Overview

Pazopanib Hydrochloride With or Without Bicalutamide in Treating Patients With Prostate Cancer That Did Not Respond to Hormone Therapy

Status:
Completed
Trial end date:
2015-09-01
Target enrollment:
0
Participant gender:
Male
Summary
This randomized phase II trial is studying how well giving pazopanib with or without bicalutamide works in treating patients with prostate cancer that did not respond to hormone therapy.

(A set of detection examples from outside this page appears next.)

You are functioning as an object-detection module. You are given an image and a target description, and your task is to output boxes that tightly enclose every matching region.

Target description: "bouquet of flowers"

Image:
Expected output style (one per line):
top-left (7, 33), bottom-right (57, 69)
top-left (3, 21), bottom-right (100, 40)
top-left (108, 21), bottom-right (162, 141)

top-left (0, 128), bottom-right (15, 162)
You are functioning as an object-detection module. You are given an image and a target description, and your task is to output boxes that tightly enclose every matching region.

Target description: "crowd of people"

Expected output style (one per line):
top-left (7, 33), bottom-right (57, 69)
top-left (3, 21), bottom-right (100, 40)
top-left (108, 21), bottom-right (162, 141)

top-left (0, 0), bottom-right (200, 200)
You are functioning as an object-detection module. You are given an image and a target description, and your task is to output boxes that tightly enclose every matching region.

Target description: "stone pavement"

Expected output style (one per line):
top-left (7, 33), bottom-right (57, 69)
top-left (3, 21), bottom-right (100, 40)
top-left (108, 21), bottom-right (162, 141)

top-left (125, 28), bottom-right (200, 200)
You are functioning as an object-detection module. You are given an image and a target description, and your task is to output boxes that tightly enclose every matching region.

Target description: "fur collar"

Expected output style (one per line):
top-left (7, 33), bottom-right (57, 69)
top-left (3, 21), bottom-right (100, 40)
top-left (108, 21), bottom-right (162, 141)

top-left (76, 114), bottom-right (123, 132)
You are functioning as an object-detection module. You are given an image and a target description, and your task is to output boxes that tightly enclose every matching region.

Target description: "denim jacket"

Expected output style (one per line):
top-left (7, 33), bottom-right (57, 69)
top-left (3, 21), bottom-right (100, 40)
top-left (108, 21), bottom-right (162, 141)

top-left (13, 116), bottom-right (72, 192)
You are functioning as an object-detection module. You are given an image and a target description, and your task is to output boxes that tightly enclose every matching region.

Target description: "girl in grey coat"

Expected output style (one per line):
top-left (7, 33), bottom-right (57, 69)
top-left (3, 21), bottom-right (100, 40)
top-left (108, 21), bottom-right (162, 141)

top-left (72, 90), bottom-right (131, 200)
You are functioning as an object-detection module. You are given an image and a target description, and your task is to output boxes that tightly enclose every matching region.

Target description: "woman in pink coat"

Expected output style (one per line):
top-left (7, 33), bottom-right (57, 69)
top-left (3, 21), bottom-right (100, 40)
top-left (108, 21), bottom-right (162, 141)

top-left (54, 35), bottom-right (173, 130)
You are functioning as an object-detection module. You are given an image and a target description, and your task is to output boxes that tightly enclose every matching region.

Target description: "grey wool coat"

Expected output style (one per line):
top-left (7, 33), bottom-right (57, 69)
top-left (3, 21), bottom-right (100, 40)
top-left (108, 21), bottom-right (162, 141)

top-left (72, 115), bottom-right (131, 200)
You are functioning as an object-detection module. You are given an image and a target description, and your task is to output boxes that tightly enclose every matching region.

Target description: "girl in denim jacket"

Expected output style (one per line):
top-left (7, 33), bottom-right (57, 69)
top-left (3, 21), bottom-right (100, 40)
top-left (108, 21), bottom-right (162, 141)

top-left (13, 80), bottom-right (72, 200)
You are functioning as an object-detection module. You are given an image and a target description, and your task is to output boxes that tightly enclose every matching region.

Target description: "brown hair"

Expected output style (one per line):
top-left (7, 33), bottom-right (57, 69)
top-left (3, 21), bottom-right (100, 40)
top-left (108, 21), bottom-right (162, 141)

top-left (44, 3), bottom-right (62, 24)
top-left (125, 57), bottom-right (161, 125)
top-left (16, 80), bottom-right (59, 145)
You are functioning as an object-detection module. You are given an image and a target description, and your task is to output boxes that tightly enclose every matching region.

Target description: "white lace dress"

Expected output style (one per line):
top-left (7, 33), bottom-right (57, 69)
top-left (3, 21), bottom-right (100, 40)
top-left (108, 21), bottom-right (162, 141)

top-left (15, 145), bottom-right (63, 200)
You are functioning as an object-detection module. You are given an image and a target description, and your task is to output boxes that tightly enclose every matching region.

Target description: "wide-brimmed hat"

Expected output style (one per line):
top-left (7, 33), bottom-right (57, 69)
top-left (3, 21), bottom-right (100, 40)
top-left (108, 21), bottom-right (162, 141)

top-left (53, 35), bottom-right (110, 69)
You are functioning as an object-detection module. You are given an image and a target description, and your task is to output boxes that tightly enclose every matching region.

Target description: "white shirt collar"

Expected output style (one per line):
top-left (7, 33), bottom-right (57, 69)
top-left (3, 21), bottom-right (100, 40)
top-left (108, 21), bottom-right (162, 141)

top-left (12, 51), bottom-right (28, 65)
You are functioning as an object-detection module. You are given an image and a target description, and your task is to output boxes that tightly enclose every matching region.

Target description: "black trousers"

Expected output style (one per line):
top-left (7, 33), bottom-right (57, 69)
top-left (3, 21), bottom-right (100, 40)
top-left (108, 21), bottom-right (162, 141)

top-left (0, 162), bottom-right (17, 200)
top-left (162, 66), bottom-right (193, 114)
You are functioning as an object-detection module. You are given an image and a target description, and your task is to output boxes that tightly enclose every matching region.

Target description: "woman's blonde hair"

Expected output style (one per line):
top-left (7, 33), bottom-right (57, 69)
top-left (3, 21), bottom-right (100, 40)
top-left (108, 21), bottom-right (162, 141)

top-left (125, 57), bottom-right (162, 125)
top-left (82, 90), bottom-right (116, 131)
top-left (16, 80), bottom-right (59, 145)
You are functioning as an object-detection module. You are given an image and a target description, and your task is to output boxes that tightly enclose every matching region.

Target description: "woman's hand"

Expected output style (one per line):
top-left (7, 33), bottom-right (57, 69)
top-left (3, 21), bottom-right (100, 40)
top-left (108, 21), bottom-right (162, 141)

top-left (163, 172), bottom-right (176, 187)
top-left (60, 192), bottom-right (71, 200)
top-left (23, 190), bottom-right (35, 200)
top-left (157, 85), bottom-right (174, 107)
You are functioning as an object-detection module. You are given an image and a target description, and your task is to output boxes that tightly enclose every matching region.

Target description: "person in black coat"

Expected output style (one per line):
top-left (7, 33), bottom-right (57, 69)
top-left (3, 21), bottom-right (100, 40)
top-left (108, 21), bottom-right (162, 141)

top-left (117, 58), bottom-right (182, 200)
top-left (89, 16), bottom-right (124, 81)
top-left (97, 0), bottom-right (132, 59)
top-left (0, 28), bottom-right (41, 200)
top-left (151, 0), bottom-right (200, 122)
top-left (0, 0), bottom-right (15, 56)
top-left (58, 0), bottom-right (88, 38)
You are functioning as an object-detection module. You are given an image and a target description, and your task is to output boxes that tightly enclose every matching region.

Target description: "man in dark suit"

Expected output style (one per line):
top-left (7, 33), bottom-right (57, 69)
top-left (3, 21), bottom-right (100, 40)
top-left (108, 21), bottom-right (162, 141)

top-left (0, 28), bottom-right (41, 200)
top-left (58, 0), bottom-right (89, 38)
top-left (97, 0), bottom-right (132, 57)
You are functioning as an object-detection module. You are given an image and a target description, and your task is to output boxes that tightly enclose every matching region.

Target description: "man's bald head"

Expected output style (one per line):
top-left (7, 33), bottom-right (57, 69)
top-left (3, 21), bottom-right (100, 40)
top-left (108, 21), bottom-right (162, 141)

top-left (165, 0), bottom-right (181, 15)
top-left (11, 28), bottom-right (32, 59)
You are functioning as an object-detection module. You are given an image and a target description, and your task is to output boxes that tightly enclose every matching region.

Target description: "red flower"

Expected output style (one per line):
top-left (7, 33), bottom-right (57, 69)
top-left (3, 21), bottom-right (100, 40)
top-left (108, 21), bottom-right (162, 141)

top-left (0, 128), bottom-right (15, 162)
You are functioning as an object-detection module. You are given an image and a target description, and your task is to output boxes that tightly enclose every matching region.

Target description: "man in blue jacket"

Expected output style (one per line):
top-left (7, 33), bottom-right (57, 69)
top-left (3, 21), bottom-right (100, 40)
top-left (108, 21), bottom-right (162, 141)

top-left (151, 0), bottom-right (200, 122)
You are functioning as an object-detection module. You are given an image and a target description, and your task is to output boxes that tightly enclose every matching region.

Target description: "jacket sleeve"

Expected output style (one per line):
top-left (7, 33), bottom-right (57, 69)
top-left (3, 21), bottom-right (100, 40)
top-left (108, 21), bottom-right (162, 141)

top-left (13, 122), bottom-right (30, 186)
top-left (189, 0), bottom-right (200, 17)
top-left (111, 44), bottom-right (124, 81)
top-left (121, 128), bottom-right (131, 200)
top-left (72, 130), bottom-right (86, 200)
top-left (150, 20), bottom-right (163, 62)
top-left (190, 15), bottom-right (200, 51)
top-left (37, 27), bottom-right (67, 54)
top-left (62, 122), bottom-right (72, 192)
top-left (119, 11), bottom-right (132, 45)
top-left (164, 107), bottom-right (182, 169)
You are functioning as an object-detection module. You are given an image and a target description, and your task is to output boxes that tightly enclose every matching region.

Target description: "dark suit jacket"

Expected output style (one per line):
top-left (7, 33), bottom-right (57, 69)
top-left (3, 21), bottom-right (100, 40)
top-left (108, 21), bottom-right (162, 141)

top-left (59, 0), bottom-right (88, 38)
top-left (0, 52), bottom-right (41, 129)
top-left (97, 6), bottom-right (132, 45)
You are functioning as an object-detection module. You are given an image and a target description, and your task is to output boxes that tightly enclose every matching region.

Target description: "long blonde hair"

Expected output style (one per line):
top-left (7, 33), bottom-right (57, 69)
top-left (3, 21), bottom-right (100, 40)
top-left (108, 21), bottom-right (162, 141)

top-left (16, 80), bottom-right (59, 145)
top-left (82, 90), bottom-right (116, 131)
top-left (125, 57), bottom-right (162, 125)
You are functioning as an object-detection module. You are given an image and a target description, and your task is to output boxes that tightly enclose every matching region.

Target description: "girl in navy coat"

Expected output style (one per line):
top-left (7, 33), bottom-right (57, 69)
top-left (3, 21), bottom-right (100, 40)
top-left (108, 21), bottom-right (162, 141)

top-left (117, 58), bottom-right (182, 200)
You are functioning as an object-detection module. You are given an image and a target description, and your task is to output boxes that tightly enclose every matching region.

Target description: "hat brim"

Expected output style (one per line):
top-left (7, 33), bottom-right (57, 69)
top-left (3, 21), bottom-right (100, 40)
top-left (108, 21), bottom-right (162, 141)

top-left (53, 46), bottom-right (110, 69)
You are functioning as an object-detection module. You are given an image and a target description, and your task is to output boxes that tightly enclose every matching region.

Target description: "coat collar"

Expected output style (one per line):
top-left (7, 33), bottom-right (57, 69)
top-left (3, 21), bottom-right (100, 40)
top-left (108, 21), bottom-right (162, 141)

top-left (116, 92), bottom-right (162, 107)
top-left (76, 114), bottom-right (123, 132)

Pazopanib may stop the growth of tumor cells by blocking some of the enzymes needed for cell growth and by blocking blood flow to the tumor. Androgens can cause the growth of prostate cancer cells. Antihormone therapy, such as bicalutamide, may lessen the amount of androgens made by the body. Giving pazopanib hydrochloride together with bicalutamide may be an effective treatment for prostate cancer.
Phase:
Phase 2
Accepts Healthy Volunteers?
No
Details
Lead Sponsor:
National Cancer Institute (NCI)
Treatments:
Bicalutamide
Hormones
Criteria
Inclusion Criteria:

- Histologically or cytologically confirmed prostate cancer

- Must have received prior hormonal therapy, including either medical (luteinizing
hormone-releasing hormone [LHRH] agonist) or surgical (orchiectomy) castration

- Castrate level of testosterone (< 50 ng/dL)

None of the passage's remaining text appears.